The mechanism for the artificial turbulent jets creation, on the basis of the ejection principle, has been, previously, described. Corresponding to this mechanism, we have the addition of the wells sand reduction method, and also the device for its further implementation. The jet streams use, at the wells cleaning, is connected with the two main factors:

1) the impurities’ removal (e.g. the sand particles) of the turbulent jet;

2) the impurities diffusion transport increase outside the jet;

3) the temperature inversion violation in the well, having created, in result of the sand addition.

Among these above – listed factors, the notable one is the first factor, the other two ones are presented and associated themselves the related and the ancillary conditions, having initiated by the first one.

So, the two air flows interaction (e.g. the generated and the complexing, the upwelling and the downwelling ones) is resulted in the velocity fields, the pressure transformation, and, eventually, – the impurities field transformation (e.g. by its sizes and the sand particles concentration).

So, on the basis of all these provisions, it has been made the mathematical modeling of the wells cleaning process by the turbulent flows, having generated with the ejection using.

This model is included in itself the two sub – models.

Thus, the first of them, is described the impurities concentration change in the turbulent jet, at the moment of the clearance mechanism action; and the second one – outside of the jet.

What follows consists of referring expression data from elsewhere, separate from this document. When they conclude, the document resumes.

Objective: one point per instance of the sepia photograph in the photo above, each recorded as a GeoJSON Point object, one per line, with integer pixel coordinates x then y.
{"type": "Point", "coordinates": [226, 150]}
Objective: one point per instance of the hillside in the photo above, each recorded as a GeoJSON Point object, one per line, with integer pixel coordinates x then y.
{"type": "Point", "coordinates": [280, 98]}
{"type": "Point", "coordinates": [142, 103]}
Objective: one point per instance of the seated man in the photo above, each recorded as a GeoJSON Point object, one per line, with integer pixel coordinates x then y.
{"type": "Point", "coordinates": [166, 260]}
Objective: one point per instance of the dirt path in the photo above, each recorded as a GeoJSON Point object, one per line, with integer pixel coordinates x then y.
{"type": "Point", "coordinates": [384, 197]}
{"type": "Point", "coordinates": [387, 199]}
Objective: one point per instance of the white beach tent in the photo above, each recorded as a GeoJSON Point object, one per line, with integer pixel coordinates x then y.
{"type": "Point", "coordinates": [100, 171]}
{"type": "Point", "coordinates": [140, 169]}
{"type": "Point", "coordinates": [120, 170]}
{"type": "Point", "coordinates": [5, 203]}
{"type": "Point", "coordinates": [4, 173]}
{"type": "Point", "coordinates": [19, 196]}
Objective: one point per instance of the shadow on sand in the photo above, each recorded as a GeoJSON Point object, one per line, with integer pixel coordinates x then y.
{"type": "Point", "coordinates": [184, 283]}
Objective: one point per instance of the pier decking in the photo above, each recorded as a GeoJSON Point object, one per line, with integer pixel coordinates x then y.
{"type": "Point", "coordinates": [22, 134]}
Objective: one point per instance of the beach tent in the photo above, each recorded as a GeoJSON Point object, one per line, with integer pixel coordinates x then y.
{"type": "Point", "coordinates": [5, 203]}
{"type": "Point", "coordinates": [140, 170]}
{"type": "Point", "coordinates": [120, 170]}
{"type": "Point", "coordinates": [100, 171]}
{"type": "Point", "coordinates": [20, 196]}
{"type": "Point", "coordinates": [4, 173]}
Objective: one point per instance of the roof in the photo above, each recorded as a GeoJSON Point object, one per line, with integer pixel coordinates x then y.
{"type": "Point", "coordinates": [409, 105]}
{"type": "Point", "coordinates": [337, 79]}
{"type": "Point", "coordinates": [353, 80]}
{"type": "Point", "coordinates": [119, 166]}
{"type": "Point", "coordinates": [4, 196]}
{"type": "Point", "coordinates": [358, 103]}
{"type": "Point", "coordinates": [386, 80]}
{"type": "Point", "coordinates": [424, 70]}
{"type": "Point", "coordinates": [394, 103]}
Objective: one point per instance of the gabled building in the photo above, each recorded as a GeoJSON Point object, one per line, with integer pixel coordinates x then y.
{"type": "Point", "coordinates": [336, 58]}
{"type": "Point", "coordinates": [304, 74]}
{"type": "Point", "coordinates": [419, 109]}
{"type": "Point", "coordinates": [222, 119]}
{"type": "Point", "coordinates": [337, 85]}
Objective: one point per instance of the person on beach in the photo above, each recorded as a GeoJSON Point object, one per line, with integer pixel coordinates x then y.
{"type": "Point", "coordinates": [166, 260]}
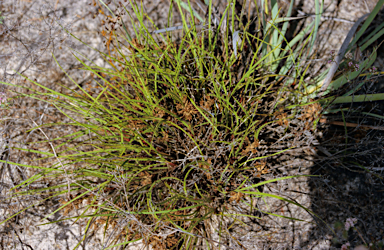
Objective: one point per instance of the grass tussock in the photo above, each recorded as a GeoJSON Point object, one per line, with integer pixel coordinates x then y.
{"type": "Point", "coordinates": [177, 133]}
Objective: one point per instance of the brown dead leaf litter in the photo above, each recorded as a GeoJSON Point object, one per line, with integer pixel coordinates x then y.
{"type": "Point", "coordinates": [29, 37]}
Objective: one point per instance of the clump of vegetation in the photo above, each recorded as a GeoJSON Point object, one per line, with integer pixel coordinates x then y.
{"type": "Point", "coordinates": [178, 132]}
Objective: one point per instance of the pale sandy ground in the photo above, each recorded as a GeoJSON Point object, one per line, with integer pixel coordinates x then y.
{"type": "Point", "coordinates": [34, 38]}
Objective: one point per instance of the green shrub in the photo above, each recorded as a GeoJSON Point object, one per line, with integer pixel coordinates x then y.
{"type": "Point", "coordinates": [179, 132]}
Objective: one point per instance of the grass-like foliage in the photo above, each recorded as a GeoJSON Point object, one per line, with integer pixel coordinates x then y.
{"type": "Point", "coordinates": [180, 131]}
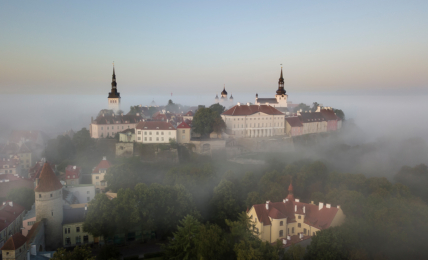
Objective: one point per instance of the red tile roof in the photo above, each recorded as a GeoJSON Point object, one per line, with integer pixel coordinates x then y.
{"type": "Point", "coordinates": [294, 121]}
{"type": "Point", "coordinates": [155, 125]}
{"type": "Point", "coordinates": [14, 242]}
{"type": "Point", "coordinates": [48, 180]}
{"type": "Point", "coordinates": [72, 172]}
{"type": "Point", "coordinates": [104, 164]}
{"type": "Point", "coordinates": [183, 125]}
{"type": "Point", "coordinates": [245, 110]}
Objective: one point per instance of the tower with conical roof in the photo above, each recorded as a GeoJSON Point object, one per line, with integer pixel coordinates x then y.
{"type": "Point", "coordinates": [114, 96]}
{"type": "Point", "coordinates": [280, 96]}
{"type": "Point", "coordinates": [49, 206]}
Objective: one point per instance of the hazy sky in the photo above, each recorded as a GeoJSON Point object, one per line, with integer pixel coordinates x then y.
{"type": "Point", "coordinates": [194, 47]}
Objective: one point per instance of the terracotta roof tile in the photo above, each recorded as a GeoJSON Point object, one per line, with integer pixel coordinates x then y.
{"type": "Point", "coordinates": [14, 242]}
{"type": "Point", "coordinates": [245, 110]}
{"type": "Point", "coordinates": [48, 180]}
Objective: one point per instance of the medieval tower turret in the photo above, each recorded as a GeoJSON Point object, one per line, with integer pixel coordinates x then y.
{"type": "Point", "coordinates": [114, 96]}
{"type": "Point", "coordinates": [49, 206]}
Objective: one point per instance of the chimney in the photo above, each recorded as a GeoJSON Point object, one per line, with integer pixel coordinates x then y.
{"type": "Point", "coordinates": [33, 250]}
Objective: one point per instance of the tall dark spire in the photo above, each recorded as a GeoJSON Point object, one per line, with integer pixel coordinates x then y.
{"type": "Point", "coordinates": [113, 93]}
{"type": "Point", "coordinates": [281, 90]}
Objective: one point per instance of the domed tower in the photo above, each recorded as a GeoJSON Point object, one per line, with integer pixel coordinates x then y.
{"type": "Point", "coordinates": [49, 206]}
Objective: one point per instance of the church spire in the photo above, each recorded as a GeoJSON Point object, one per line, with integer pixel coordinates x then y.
{"type": "Point", "coordinates": [281, 90]}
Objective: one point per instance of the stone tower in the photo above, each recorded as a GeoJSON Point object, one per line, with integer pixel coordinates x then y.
{"type": "Point", "coordinates": [114, 96]}
{"type": "Point", "coordinates": [49, 206]}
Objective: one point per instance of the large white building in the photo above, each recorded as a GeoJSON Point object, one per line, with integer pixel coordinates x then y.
{"type": "Point", "coordinates": [155, 132]}
{"type": "Point", "coordinates": [253, 121]}
{"type": "Point", "coordinates": [280, 99]}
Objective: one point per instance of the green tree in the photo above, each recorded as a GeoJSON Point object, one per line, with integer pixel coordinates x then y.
{"type": "Point", "coordinates": [22, 196]}
{"type": "Point", "coordinates": [203, 121]}
{"type": "Point", "coordinates": [183, 246]}
{"type": "Point", "coordinates": [78, 253]}
{"type": "Point", "coordinates": [99, 220]}
{"type": "Point", "coordinates": [219, 109]}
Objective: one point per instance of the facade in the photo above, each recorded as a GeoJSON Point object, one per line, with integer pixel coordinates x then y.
{"type": "Point", "coordinates": [313, 122]}
{"type": "Point", "coordinates": [49, 205]}
{"type": "Point", "coordinates": [155, 132]}
{"type": "Point", "coordinates": [98, 174]}
{"type": "Point", "coordinates": [290, 218]}
{"type": "Point", "coordinates": [108, 124]}
{"type": "Point", "coordinates": [73, 175]}
{"type": "Point", "coordinates": [114, 96]}
{"type": "Point", "coordinates": [83, 192]}
{"type": "Point", "coordinates": [15, 248]}
{"type": "Point", "coordinates": [293, 126]}
{"type": "Point", "coordinates": [183, 133]}
{"type": "Point", "coordinates": [280, 99]}
{"type": "Point", "coordinates": [253, 121]}
{"type": "Point", "coordinates": [11, 215]}
{"type": "Point", "coordinates": [73, 234]}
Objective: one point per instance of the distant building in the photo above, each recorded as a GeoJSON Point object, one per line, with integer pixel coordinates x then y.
{"type": "Point", "coordinates": [253, 121]}
{"type": "Point", "coordinates": [73, 175]}
{"type": "Point", "coordinates": [291, 219]}
{"type": "Point", "coordinates": [152, 132]}
{"type": "Point", "coordinates": [98, 174]}
{"type": "Point", "coordinates": [108, 124]}
{"type": "Point", "coordinates": [280, 99]}
{"type": "Point", "coordinates": [183, 133]}
{"type": "Point", "coordinates": [114, 96]}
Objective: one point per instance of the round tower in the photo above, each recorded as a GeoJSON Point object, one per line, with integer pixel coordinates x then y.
{"type": "Point", "coordinates": [49, 206]}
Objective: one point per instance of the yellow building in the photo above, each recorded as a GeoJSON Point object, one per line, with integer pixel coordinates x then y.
{"type": "Point", "coordinates": [98, 175]}
{"type": "Point", "coordinates": [291, 219]}
{"type": "Point", "coordinates": [72, 227]}
{"type": "Point", "coordinates": [15, 248]}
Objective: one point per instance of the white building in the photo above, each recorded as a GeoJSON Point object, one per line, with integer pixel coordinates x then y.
{"type": "Point", "coordinates": [253, 121]}
{"type": "Point", "coordinates": [155, 132]}
{"type": "Point", "coordinates": [280, 99]}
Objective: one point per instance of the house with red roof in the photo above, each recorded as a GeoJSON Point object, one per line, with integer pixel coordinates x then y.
{"type": "Point", "coordinates": [72, 175]}
{"type": "Point", "coordinates": [11, 215]}
{"type": "Point", "coordinates": [293, 126]}
{"type": "Point", "coordinates": [292, 220]}
{"type": "Point", "coordinates": [253, 121]}
{"type": "Point", "coordinates": [184, 132]}
{"type": "Point", "coordinates": [98, 174]}
{"type": "Point", "coordinates": [155, 132]}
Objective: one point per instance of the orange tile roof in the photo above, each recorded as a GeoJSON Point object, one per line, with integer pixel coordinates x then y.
{"type": "Point", "coordinates": [14, 242]}
{"type": "Point", "coordinates": [104, 164]}
{"type": "Point", "coordinates": [48, 180]}
{"type": "Point", "coordinates": [245, 110]}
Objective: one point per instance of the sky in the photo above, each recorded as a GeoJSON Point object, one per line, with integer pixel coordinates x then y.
{"type": "Point", "coordinates": [194, 47]}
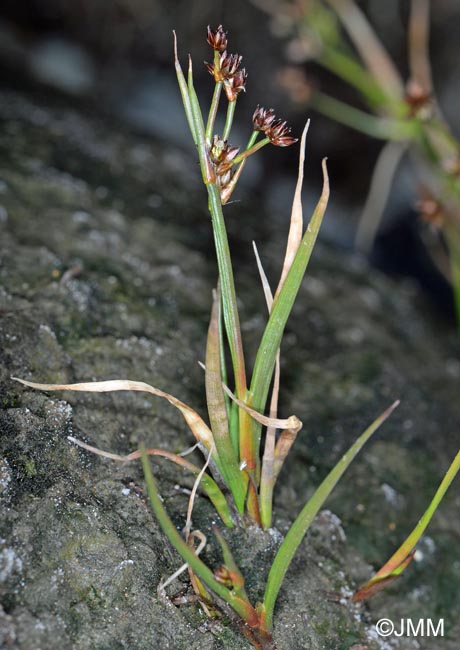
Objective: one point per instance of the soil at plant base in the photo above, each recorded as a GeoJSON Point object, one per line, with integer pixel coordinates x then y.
{"type": "Point", "coordinates": [104, 274]}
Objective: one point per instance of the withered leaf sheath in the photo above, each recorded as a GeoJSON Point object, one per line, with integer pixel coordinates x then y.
{"type": "Point", "coordinates": [263, 118]}
{"type": "Point", "coordinates": [218, 39]}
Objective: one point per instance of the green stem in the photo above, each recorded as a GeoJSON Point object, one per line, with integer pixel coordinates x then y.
{"type": "Point", "coordinates": [239, 605]}
{"type": "Point", "coordinates": [300, 526]}
{"type": "Point", "coordinates": [229, 119]}
{"type": "Point", "coordinates": [232, 323]}
{"type": "Point", "coordinates": [376, 127]}
{"type": "Point", "coordinates": [453, 243]}
{"type": "Point", "coordinates": [271, 339]}
{"type": "Point", "coordinates": [213, 111]}
{"type": "Point", "coordinates": [248, 152]}
{"type": "Point", "coordinates": [357, 76]}
{"type": "Point", "coordinates": [409, 543]}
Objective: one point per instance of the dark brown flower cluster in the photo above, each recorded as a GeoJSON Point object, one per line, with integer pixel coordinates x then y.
{"type": "Point", "coordinates": [275, 130]}
{"type": "Point", "coordinates": [419, 101]}
{"type": "Point", "coordinates": [222, 156]}
{"type": "Point", "coordinates": [226, 67]}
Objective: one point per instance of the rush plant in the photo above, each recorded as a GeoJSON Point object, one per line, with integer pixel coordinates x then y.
{"type": "Point", "coordinates": [243, 462]}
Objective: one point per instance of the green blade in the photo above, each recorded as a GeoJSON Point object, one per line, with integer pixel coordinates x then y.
{"type": "Point", "coordinates": [300, 526]}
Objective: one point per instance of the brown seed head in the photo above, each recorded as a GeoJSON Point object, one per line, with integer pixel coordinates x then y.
{"type": "Point", "coordinates": [278, 134]}
{"type": "Point", "coordinates": [226, 66]}
{"type": "Point", "coordinates": [262, 118]}
{"type": "Point", "coordinates": [419, 100]}
{"type": "Point", "coordinates": [218, 39]}
{"type": "Point", "coordinates": [236, 84]}
{"type": "Point", "coordinates": [222, 152]}
{"type": "Point", "coordinates": [223, 575]}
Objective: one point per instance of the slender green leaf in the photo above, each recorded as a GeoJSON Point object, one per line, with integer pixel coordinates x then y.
{"type": "Point", "coordinates": [300, 526]}
{"type": "Point", "coordinates": [212, 490]}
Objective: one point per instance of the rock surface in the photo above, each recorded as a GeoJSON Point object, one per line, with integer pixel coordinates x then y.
{"type": "Point", "coordinates": [104, 273]}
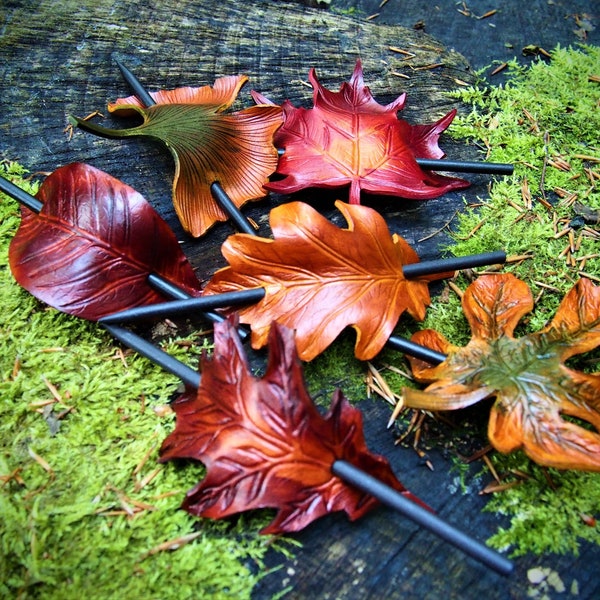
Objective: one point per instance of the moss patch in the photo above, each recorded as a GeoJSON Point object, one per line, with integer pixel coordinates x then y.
{"type": "Point", "coordinates": [86, 509]}
{"type": "Point", "coordinates": [546, 121]}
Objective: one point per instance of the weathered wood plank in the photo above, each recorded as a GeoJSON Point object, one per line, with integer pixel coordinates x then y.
{"type": "Point", "coordinates": [58, 59]}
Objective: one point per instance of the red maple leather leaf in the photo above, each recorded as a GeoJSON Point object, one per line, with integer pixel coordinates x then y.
{"type": "Point", "coordinates": [347, 138]}
{"type": "Point", "coordinates": [265, 444]}
{"type": "Point", "coordinates": [92, 246]}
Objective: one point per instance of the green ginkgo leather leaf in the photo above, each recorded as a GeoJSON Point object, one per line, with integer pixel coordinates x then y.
{"type": "Point", "coordinates": [235, 149]}
{"type": "Point", "coordinates": [542, 406]}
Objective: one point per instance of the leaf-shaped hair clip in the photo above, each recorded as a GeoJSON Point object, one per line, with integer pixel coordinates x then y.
{"type": "Point", "coordinates": [534, 389]}
{"type": "Point", "coordinates": [89, 245]}
{"type": "Point", "coordinates": [253, 434]}
{"type": "Point", "coordinates": [208, 145]}
{"type": "Point", "coordinates": [348, 139]}
{"type": "Point", "coordinates": [319, 278]}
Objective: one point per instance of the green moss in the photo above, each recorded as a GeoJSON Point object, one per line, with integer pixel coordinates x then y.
{"type": "Point", "coordinates": [76, 518]}
{"type": "Point", "coordinates": [545, 516]}
{"type": "Point", "coordinates": [544, 113]}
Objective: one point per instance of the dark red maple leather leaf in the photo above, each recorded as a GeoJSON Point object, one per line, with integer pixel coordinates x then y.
{"type": "Point", "coordinates": [263, 441]}
{"type": "Point", "coordinates": [347, 138]}
{"type": "Point", "coordinates": [92, 246]}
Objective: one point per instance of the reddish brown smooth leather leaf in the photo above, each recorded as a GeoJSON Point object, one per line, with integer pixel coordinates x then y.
{"type": "Point", "coordinates": [265, 444]}
{"type": "Point", "coordinates": [348, 139]}
{"type": "Point", "coordinates": [92, 246]}
{"type": "Point", "coordinates": [534, 390]}
{"type": "Point", "coordinates": [319, 278]}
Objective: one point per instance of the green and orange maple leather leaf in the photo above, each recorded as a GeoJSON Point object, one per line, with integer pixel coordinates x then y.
{"type": "Point", "coordinates": [235, 149]}
{"type": "Point", "coordinates": [319, 279]}
{"type": "Point", "coordinates": [265, 444]}
{"type": "Point", "coordinates": [348, 139]}
{"type": "Point", "coordinates": [532, 386]}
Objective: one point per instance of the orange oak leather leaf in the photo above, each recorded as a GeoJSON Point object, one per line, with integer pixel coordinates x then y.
{"type": "Point", "coordinates": [265, 444]}
{"type": "Point", "coordinates": [534, 389]}
{"type": "Point", "coordinates": [235, 149]}
{"type": "Point", "coordinates": [319, 279]}
{"type": "Point", "coordinates": [348, 139]}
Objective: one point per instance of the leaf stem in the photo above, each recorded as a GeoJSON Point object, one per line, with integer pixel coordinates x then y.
{"type": "Point", "coordinates": [159, 357]}
{"type": "Point", "coordinates": [394, 499]}
{"type": "Point", "coordinates": [21, 196]}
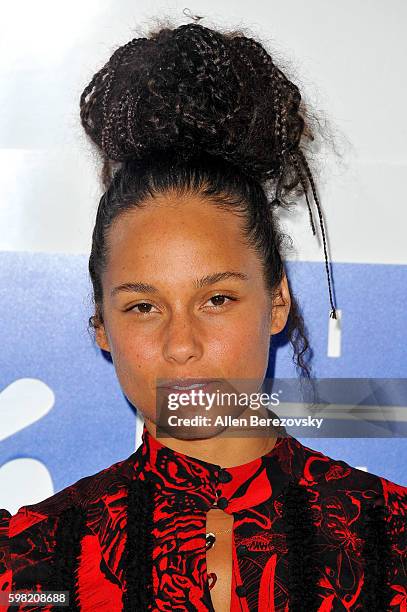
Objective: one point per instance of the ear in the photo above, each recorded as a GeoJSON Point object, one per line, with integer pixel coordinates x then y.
{"type": "Point", "coordinates": [101, 338]}
{"type": "Point", "coordinates": [280, 307]}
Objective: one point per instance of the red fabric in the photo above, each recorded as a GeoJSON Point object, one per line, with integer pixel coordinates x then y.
{"type": "Point", "coordinates": [340, 494]}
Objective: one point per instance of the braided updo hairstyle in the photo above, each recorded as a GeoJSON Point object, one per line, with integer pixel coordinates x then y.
{"type": "Point", "coordinates": [193, 110]}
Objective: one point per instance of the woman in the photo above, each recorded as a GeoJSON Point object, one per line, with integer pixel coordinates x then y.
{"type": "Point", "coordinates": [202, 138]}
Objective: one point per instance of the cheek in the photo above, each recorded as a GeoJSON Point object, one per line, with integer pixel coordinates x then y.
{"type": "Point", "coordinates": [244, 346]}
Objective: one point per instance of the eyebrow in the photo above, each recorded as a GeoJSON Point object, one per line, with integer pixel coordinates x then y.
{"type": "Point", "coordinates": [209, 279]}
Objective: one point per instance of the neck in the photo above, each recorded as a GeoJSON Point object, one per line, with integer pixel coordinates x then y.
{"type": "Point", "coordinates": [225, 448]}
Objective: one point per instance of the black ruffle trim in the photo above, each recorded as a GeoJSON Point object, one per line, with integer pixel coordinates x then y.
{"type": "Point", "coordinates": [70, 530]}
{"type": "Point", "coordinates": [376, 593]}
{"type": "Point", "coordinates": [138, 562]}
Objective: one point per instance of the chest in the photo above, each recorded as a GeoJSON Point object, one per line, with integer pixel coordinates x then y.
{"type": "Point", "coordinates": [219, 558]}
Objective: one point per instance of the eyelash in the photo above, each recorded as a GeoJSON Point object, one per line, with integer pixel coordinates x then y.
{"type": "Point", "coordinates": [144, 314]}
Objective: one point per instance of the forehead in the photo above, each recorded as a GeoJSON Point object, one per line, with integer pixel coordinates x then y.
{"type": "Point", "coordinates": [170, 242]}
{"type": "Point", "coordinates": [176, 225]}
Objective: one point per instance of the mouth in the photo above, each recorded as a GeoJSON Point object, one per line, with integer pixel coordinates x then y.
{"type": "Point", "coordinates": [184, 385]}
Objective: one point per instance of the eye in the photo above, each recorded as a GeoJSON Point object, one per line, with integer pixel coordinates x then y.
{"type": "Point", "coordinates": [221, 297]}
{"type": "Point", "coordinates": [143, 306]}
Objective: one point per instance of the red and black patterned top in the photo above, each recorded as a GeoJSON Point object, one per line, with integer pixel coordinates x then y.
{"type": "Point", "coordinates": [310, 533]}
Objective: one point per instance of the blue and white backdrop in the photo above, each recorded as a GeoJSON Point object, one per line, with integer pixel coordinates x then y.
{"type": "Point", "coordinates": [62, 413]}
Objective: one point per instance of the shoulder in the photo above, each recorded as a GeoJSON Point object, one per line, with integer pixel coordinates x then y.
{"type": "Point", "coordinates": [87, 492]}
{"type": "Point", "coordinates": [334, 476]}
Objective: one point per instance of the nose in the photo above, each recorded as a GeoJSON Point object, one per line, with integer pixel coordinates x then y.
{"type": "Point", "coordinates": [182, 341]}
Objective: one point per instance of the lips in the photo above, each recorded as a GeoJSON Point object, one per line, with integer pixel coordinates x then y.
{"type": "Point", "coordinates": [186, 384]}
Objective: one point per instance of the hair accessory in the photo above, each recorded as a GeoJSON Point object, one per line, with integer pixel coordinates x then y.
{"type": "Point", "coordinates": [191, 16]}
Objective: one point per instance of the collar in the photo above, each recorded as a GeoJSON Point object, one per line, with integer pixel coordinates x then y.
{"type": "Point", "coordinates": [210, 485]}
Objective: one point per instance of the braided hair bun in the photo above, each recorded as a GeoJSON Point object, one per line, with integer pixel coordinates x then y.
{"type": "Point", "coordinates": [193, 89]}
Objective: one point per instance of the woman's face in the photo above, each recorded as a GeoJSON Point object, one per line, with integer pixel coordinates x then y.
{"type": "Point", "coordinates": [162, 319]}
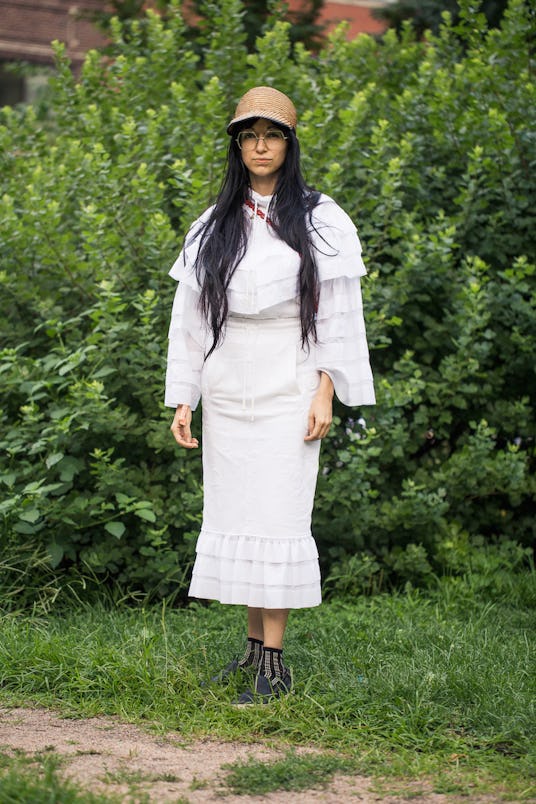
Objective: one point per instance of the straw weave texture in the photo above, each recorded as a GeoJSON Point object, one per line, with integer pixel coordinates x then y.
{"type": "Point", "coordinates": [265, 102]}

So, the state variable of this first model, we’ll denote С1(х), and the second one – С2(z, t). Then, the calculating formulae, having obtained, on the basis of all these models, are taken the following form:

(1)

where D – the diffusion coefficient of the impurities; υ – the velocity of the air stream; q – the flux density (e.g. «the power») impurities source; Н – the well height; (х, y) – the coordinates of the points of the horizontal plane.

Having differentiated (1), and equated to the zero, the derivative value ∂С1/∂х at the point х = хmax, in which the maximum concentration is achieved at the lower boundary of the well (e.g. as the functions C1 from the distance х and the diffusion coefficient D).

Having taken у = 0, from the following condition:

(2)

we get х = хmax:

xmax = (VH2)/(4D). (3)

The time, over which the maximum concentration is achieved, at the fixed distance from the turbulent jet axis (for example, at the distance r), is equal to the following:

(4)

So, the formula (4) has been obtained by us from the equation (1), on the basis of the study of the maximum function С1. Then, it is checked by the immediate formulation in (3) at Н = r).

The initial moment (e.g. the reading) time τ = 0 in the sub–model (1) is taken from the start moment of the mechanism actuation of the clearance, and in the sub–model (2) – from the origin moment of the instantaneous linear source of the instant sand particles. Accordingly, х – the distance from the continuously operating impurities source, and τ – the time, which is required to be transferred the turbulent flow, having originated the linear instantaneous source at the distance х.

The sub–model 2 is based on the equation of the diffusion transport of the particles, having presented in the following form:

(5)

where ωz – the speed of the downwelling vertical flow.

In the general case, q ≠ const. So, the dependence of q on τ can be obtained, on the basis of the sub – model 1.

The results of the numerical implementation of the model are allowed to be got the estimates of the magnitude:

С = С1(z) + С2(х, у), (6)

at the time moment τmax depending on the model parameters V, W, D, which, in their turn, are depended on the operating principle and the design parameters of the addition of the wells sand reduction mechanism with the turbulent jets using, having generated, on the basis of the ejection.

The work was submitted to International Scientific Conference «Engineering and modern production», Sri Lanka, April 27 – May 3, 2013, came to the editorial office 29.04.2013.